3:30: Get children off bus.  Try to start truck one last time.  Fail. Demand children don all available cold weather accessories for 1/3 mile walk back up driveway to house.  Administer lecture CWP506 on the virtues of always carrying  your mittens and hat with you in winter.  Lecture starts with infamous line "Do you see now why I keep telling you to take your mittens . . . "

3:40: Deliver children to house. Grab gas cans (empty, of course; damn gas cans) and proceed to trek back down driveway to leave gas cans in car for husband, who will have to pick them up when he returns from work, fill them, empty them into the truck, finish plowing driveway, and return to move his car from the road back to the house. Pray that the issue is nothing worse than empty gas tank.

4:30: Return to house feeling like popsicle.  Issue requisite phone calls & emails letting Those In Charge know that we will be missing from Hebrew School and all basketball practices tonight. Marvel at the lengths to which I will go to avoid driving kids around town.  Settle in to enjoy unexpected time off from new career as taxi driver.

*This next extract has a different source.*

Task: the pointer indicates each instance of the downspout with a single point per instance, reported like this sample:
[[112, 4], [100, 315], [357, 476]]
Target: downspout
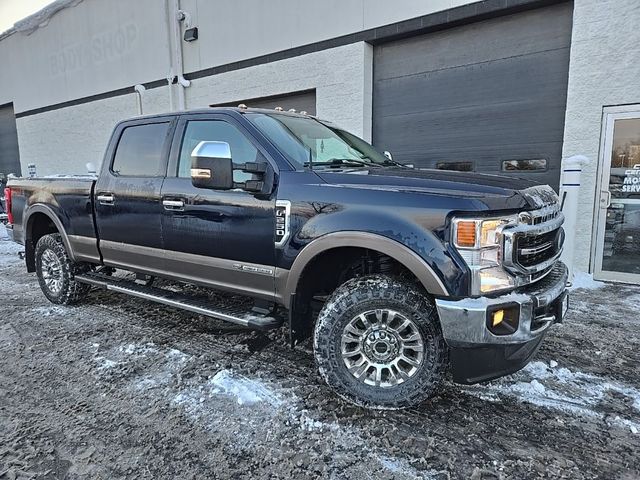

2. More reasons why little kids are fun

Here, just to brighten your day, are Matty's selections for the Valentine's Day cards  and goodies he'll be giving out at preschool next week


Like Band-Aid worship and underwear covered in movie and TV characters, this is one of those things that I love about kids this age.  They like what they like, and are still mostly oblivious to the gender bias of their stuff. At the same time that he's playing knights and dragons or laughing at jokes about people's butts being on fire, there is still a piece of him that loves, without embarrassment, the soft and fluffy stuff.  So he'll be handing out Darth Vader valentines (there's an issue all on its own) and pink boxes of animal stickers. No worries about whether the pink boxes are too girly; no worries about giving girls Darth Vader cards that say "Be Mine."  I got his kindergarten registration information in the mail last week, so I know this era is coming to an end, but I plan to enjoy it as long as I can.  Maybe he'll even save a valentine for me.